BCE’s UK and European Defence lead, Anirudh Suneel sat down with Maj Gen Rich Spencer (Ret’d) to discuss critical areas the Defence Secretary of State needs to consider to efficiently deliver any outputs from the SDR.
Richard Spencer is a recently retired 2* military officer from UK Strategic Command with significant operational and acquisition experience. With multiple operational tours and over 15 years in the acquisition world covering digital services and weapons acquisition, he brings a balance of operational and procurement knowledge, skills and experience. Driven to help the nation prosper he wants to aid Industry to understand and better respond to Defence needs across the globe supporting the soldiers, sailors and aviators who protect the nation.
Anirudh Suneel leads BCE’s UK and European Aerospace & Defence practice, delivering strategic corporate, growth, and transformation advisory across the Defence supply chain. BCE drives strategic insights via its in-house Insights practice, and a leadership team combining deep domain, mission-area, regional, and functional expertise gained from senior roles within the DoD, MoD, NATO, Industry, and Consulting.
Anirudh Suneel: The upcoming Strategic Defence Review will provide important guidance, but there are fundamental challenges the MoD needs to address regardless of its recommendations. Could you outline what you see as the most critical pillars?
Richard Spencer: There are some knowns and some unknowns. We know we’re going to get a budget increase to two and a half percent of GDP by 2027. We know about the National Wealth Fund that’s becoming available, though it’s unclear whether it will go to the MoD, to industry, or to both. So, we know there’s going to be more money.
The unknown is exactly where it will be spent, which the SDR will signpost. But irrespective of that, there are certain things that Defence has to get better at to ensure additional funding is used more efficiently than it has been so far.

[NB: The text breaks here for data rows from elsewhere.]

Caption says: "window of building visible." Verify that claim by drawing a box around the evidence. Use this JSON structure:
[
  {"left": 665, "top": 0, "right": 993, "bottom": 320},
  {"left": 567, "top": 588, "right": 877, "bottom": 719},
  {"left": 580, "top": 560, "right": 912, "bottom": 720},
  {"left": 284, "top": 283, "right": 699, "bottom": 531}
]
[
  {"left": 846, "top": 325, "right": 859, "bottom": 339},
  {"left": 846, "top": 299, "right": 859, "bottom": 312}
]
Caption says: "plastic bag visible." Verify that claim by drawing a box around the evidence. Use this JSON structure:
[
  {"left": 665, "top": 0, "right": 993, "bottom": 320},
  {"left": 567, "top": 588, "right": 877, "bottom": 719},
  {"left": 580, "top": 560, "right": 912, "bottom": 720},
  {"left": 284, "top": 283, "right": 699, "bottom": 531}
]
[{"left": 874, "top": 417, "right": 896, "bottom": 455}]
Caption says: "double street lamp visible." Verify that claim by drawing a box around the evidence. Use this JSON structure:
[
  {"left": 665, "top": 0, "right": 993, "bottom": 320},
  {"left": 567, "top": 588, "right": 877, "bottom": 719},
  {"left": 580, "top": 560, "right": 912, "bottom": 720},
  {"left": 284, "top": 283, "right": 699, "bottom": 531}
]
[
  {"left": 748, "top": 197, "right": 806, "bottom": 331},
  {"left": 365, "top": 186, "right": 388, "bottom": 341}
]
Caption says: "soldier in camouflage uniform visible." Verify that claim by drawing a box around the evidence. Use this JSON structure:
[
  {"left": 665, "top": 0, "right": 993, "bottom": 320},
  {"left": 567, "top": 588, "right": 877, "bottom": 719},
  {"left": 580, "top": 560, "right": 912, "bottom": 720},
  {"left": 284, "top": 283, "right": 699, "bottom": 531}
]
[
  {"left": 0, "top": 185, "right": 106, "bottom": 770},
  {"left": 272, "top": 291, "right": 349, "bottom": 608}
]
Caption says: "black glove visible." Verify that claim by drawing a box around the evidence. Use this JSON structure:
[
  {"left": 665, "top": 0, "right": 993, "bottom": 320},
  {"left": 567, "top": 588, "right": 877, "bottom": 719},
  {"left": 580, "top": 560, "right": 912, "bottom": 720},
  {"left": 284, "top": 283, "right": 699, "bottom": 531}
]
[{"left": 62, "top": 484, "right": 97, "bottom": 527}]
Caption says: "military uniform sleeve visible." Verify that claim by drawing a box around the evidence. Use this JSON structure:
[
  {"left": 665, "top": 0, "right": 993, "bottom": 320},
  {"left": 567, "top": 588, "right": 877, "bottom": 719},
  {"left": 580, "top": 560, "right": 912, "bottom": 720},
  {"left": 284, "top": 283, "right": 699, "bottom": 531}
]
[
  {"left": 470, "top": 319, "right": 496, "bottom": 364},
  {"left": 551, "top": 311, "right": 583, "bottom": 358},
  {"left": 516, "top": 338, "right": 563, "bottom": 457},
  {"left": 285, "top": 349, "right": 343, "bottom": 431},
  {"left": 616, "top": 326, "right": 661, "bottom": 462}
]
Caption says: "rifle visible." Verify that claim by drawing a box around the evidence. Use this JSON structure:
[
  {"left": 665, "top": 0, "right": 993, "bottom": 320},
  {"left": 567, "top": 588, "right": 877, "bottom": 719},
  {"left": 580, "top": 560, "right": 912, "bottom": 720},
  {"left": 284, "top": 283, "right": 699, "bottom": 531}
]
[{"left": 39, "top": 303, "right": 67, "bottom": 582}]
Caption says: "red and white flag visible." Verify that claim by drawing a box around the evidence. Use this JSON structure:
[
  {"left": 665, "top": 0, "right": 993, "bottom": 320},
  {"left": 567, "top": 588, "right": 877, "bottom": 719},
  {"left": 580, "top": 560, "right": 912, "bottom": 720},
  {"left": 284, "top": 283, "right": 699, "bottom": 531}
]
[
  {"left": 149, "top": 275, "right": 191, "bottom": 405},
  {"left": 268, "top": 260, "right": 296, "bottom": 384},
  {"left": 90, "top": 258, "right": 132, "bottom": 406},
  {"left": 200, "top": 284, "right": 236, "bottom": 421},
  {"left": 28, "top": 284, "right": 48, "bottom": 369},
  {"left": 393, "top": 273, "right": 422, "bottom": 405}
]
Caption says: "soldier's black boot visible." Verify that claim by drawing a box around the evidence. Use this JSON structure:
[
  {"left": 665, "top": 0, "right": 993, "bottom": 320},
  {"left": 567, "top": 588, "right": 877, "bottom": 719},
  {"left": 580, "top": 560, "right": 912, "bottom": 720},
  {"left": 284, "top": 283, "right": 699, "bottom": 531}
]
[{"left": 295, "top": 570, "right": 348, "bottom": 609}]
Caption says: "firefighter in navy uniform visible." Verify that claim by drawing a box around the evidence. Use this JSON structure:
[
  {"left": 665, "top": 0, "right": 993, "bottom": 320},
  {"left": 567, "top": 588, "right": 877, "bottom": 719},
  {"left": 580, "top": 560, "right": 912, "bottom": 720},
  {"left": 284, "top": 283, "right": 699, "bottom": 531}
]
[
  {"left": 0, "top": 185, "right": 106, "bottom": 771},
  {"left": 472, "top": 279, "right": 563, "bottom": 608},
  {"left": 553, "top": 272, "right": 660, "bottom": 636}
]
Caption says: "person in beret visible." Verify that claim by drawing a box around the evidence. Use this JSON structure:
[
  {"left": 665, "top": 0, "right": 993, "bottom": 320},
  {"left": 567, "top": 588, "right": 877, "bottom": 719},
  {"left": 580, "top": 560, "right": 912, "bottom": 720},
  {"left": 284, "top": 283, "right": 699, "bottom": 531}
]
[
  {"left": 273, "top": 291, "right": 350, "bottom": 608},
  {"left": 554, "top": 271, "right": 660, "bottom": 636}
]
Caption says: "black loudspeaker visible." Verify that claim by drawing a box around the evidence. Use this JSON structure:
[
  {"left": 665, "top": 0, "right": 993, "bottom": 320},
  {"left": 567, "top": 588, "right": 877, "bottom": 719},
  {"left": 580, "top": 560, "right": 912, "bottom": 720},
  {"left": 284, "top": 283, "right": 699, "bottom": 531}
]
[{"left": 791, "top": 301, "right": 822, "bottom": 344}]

From my perspective, there are three key areas for improvement. First is decision making. How do we get comfortable with delegating within the organisation and allowing decisions to be made at lower levels? This would enable quicker decisions, helping industry to start building capabilities faster.

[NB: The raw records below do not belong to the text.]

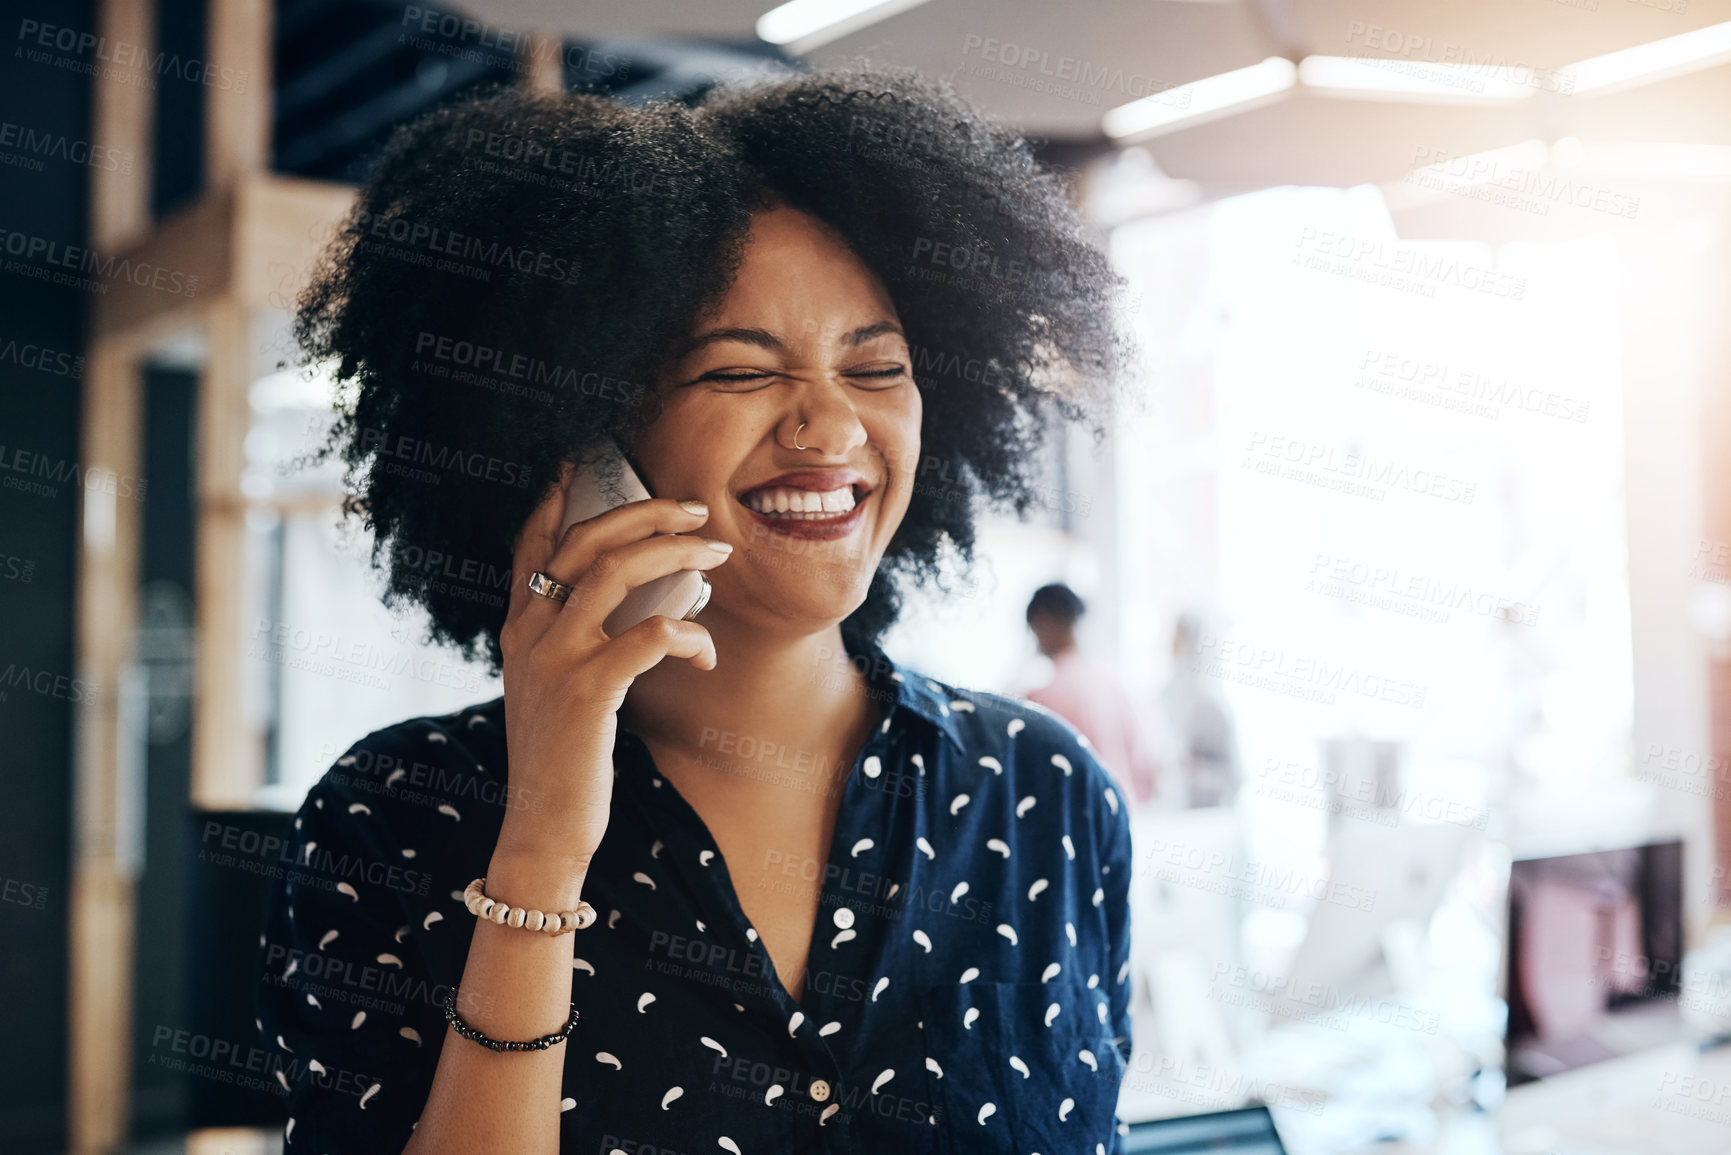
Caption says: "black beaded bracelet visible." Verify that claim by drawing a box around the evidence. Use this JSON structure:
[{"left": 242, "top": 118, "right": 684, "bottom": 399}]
[{"left": 442, "top": 984, "right": 579, "bottom": 1052}]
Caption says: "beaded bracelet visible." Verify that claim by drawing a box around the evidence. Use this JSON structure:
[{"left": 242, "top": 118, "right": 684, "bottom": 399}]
[
  {"left": 463, "top": 877, "right": 596, "bottom": 936},
  {"left": 442, "top": 984, "right": 579, "bottom": 1052}
]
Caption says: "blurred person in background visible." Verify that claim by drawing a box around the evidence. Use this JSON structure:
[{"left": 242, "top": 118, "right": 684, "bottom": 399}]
[
  {"left": 1155, "top": 611, "right": 1241, "bottom": 808},
  {"left": 1025, "top": 583, "right": 1158, "bottom": 809}
]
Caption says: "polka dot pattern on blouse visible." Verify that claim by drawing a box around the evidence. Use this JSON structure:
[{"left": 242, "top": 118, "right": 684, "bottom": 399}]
[{"left": 256, "top": 638, "right": 1135, "bottom": 1153}]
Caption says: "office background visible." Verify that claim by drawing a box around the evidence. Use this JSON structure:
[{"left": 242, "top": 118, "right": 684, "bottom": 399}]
[{"left": 4, "top": 0, "right": 1731, "bottom": 1152}]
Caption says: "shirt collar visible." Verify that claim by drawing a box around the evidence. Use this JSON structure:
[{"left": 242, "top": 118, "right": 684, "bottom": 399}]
[{"left": 846, "top": 635, "right": 969, "bottom": 755}]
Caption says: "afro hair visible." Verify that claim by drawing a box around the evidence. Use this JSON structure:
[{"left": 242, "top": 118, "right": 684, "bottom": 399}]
[{"left": 294, "top": 63, "right": 1137, "bottom": 671}]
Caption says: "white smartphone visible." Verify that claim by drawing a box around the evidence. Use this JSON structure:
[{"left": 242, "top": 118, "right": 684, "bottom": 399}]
[{"left": 558, "top": 439, "right": 712, "bottom": 636}]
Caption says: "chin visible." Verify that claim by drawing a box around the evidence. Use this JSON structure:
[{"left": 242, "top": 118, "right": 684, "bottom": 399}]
[{"left": 717, "top": 557, "right": 873, "bottom": 631}]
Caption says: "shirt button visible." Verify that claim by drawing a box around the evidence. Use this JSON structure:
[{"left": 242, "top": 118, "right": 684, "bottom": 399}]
[
  {"left": 809, "top": 1078, "right": 832, "bottom": 1102},
  {"left": 832, "top": 907, "right": 855, "bottom": 930}
]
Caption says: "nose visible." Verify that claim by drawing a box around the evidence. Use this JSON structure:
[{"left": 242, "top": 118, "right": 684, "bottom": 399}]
[{"left": 781, "top": 376, "right": 868, "bottom": 458}]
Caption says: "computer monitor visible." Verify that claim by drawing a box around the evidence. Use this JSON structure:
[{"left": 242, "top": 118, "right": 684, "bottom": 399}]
[
  {"left": 1503, "top": 839, "right": 1686, "bottom": 1085},
  {"left": 1124, "top": 1104, "right": 1288, "bottom": 1153}
]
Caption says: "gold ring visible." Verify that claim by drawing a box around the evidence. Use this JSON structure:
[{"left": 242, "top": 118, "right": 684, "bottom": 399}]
[
  {"left": 793, "top": 422, "right": 808, "bottom": 451},
  {"left": 527, "top": 570, "right": 572, "bottom": 604}
]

The second area is skills. Does Defence and government have the right skills, particularly in acquisition and especially in the digital world. Are we in a position where we have the right people inside the civil service and military who can make the right decisions quickly and be trusted to do so?
The third element is how do we improve the relationship between industry and MoD to enable quicker “flash to bang” activities? The Defence CIO talked about wanting to get capabilities into users’ hands quickly. That’s great, but we need commercial staff with the right skills and frameworks to work effectively with both the big primes building ships and aircraft, as well as smaller, digitally focused companies working on technologies like autonomy.

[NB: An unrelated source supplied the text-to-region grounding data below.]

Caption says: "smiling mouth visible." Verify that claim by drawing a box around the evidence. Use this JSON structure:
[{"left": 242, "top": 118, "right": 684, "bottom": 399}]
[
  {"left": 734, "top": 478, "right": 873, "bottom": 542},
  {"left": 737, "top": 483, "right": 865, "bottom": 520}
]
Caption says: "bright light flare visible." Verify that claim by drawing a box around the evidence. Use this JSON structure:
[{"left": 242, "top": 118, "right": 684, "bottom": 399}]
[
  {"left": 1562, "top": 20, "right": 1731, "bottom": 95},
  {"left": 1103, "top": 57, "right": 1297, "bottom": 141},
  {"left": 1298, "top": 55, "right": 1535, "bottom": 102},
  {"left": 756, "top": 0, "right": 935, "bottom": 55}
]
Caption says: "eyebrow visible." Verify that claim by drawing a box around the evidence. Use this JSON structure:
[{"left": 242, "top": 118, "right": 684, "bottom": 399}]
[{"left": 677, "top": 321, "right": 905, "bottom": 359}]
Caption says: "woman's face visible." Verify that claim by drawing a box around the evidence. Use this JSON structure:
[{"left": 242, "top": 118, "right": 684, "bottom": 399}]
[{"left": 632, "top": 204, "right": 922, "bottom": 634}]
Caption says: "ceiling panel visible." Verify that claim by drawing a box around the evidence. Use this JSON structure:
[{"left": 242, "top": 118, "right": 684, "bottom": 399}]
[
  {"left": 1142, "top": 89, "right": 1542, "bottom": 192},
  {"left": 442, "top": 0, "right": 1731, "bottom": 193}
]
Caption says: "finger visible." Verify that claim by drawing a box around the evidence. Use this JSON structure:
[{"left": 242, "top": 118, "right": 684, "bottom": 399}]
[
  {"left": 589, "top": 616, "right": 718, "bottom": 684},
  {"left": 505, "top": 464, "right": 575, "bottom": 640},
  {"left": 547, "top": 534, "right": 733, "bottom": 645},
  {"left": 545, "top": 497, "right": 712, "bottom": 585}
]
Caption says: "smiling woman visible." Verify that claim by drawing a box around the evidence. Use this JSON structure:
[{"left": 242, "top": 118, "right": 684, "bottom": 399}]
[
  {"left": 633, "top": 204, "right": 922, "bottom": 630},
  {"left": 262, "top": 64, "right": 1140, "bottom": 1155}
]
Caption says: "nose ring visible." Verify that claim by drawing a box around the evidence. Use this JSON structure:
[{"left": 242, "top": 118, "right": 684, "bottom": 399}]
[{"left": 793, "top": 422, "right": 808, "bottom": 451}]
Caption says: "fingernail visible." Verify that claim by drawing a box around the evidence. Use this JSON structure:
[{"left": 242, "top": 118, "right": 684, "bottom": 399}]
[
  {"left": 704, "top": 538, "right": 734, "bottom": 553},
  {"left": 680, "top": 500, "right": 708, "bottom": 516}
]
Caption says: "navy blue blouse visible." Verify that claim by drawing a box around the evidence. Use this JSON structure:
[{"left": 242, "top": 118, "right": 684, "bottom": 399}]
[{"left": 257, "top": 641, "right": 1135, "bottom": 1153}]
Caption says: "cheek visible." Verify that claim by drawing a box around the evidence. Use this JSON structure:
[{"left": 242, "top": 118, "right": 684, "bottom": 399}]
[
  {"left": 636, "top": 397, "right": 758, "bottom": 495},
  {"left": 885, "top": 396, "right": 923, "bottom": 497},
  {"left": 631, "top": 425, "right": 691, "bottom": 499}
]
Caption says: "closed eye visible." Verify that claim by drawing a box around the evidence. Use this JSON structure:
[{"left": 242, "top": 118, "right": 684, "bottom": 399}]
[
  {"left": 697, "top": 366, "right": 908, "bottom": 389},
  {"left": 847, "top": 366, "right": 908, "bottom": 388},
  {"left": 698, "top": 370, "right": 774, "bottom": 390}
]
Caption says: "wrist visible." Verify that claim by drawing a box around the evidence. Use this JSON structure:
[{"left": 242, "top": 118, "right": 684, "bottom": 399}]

The challenge is turning small scale capabilities in users’ hands into larger scale, army and Defence wide capabilities ensuring innovation stops being a “side hustle” and becomes the pathway from small capability to large capability.
Anirudh Suneel: You’ve touched on decision making structures. How might we balance the need for proper governance of taxpayer money and the management of organisational and operational risk, against the imperative for quicker, more responsive decision making?
Richard Spencer: The challenge is to establish the minimum viable process that ensures proper governance while enabling speed. At the highest level, senior leaders should allocate funding through the four members of the quad and determine how it cascades down, aligning national strategy through military and Defence strategy to outcomes.
The problem is that expensive items automatically go back to the top for approval, rather than being evaluated against established frameworks. If a proposal aligns with the agreed strategy and fits within allocated budgets, the decision should be made lower down, speeding up the process.
If you consider how the military operations work, mission command is all about delegating to individuals. A battlegroup commander needs to understand what the brigade and divisional commanders are doing, what their plan is, and their part in that plan. They’re then trusted to execute unless something changes, and even then they have freedom, within clear constraints.
We need the same attitude in procurement, of people feeling empowered and owning the problems they’ve been assigned. Currently, as soon as you look up for approval, you end up with decisions being made by people who have to be extensively briefed because they may lack the day-to-day understanding of the issues.
Anirudh Suneel: How has this affected the efficiency of the procurement system over time?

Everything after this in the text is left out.